Democracia para Zimbabue

- Marzo 2008
- Petición con 150,000 firmas
En respuesta a los mensajes urgentes de los miembros en la región, Avaaz lanzó una campaña para apoyar la democracia y los derechos humanos en Zimbabue despúes de las elecciones del 29 de marzo. Ante la indiferencia y la actitud abiertamente hostil del Presidente Robert Mugabe hacia la opinión internacional,
Avaaz buscó presionar al Presidente sudafricano Thabo Mbeki, aliado clave de Mugabe y mediador entre el dictador y la oposición.
Mientras Mbeki presidía una de las sesiones del Consejo de Seguridad de la ONU (donde se negaba a discutir el tema de Zimbabue), más de
150.000 miembros de Avaaz firmaron una petición, y logramos desplegar una pancarta de casi 300m² volando sobre la sede de la ONU en Nueva York. El mensaje decía “Mbeki, Hora de Actuar: Democracia para Zimbabue".
Esta espectacular acción ganó amplia cobertura mediática en Sudáfrica, en la BBC, CNN, agencias de noticias como Reuters, AP y AFP y otros importantes medios de comunicación de todo el mundo, lo que ayudó a que nuestro mensaje alcanzase directamente a todos los líderes políticos. Al día siguiente, por primera vez, el portavoz de Mbeki pidió la divulgación inmediata de los resultados de las elecciones.
Durante las semanas posteriores, Avaaz lideró y participó en una serie de acciones en apoyo de la democracia y de grupos de la sociedad civil de Zimbabue.
Cuando trabajadores portuarios sudafricanos se negaron a descargar un envío de armamento chino destinado a Zimbabue, Avaaz se coordinó con sindicatos sudafricanos y la coalición "Control Arms" para rastrear el cargamento, conectar a grupos regionales y movilizar apoyo internacional a la resistencia sindical. Finalmente,
sin puerto dispuesto a descargar las armas, China tuvo que enviar el barco de vuelta.
Avaaz también lanzó una acción rápida para movilizar a miembros en todo el mundo en respuesta a los continuos abusos de derechos humanos en Zimbabue; lo que resultó en una marea de mensajes ciudadanos que inundaron embajadas y consulados de Zimbabue.
Quedó bien claro que el mundo estaba alerta.
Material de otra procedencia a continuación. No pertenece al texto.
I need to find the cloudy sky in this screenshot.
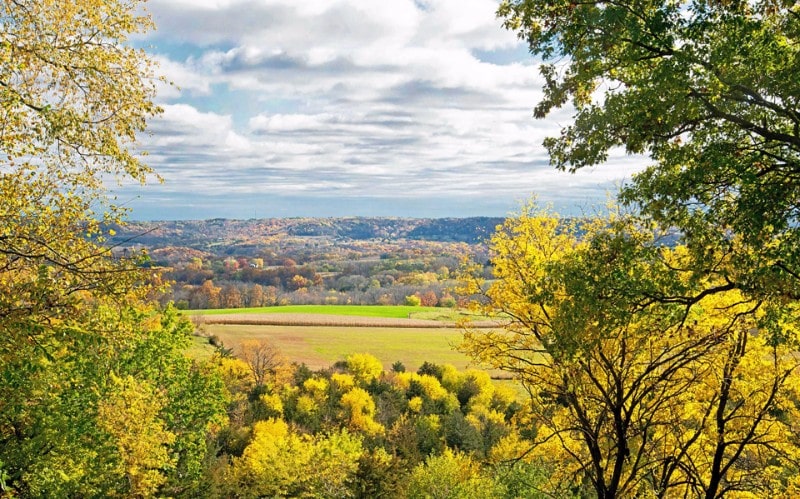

Después de la farsa de victoria de Mugabe en la segunda votación de junio de 2008,
más de 2.500 miembros africanos de Avaaz contactaron con sus gobiernos e instaron a los estados miembros de la Unión Africana a que no reconociesen formalmente el régimen de Mugabe. Avaaz amplificó este mensaje con un anuncio a toda página en la popularísima edición de fin de semana del Financial Times, pidiendo a los líderes del mundo que aislaran a Zimbabue.
Miembros de Avaaz en todo el mundo reforzaron este mensaje al contactar a sus ministros de relaciones exteriores para pedirles que no reconocieran las elecciones fraudulentas y que apoyaran unas negociaciones genuinas.
Tras meses de violencia y desorden político, Mugabe y el líder de la oposición, Morgan Tsvangirai, firmaron finalmente un acuerdo para compartir el poder en septiembre del 2008. En febrero del 2009, Tsvangirai juró su cargo como Primer Ministro, pero los problemas de Zimbabue no se han solucionado. Avaaz permanece alerta.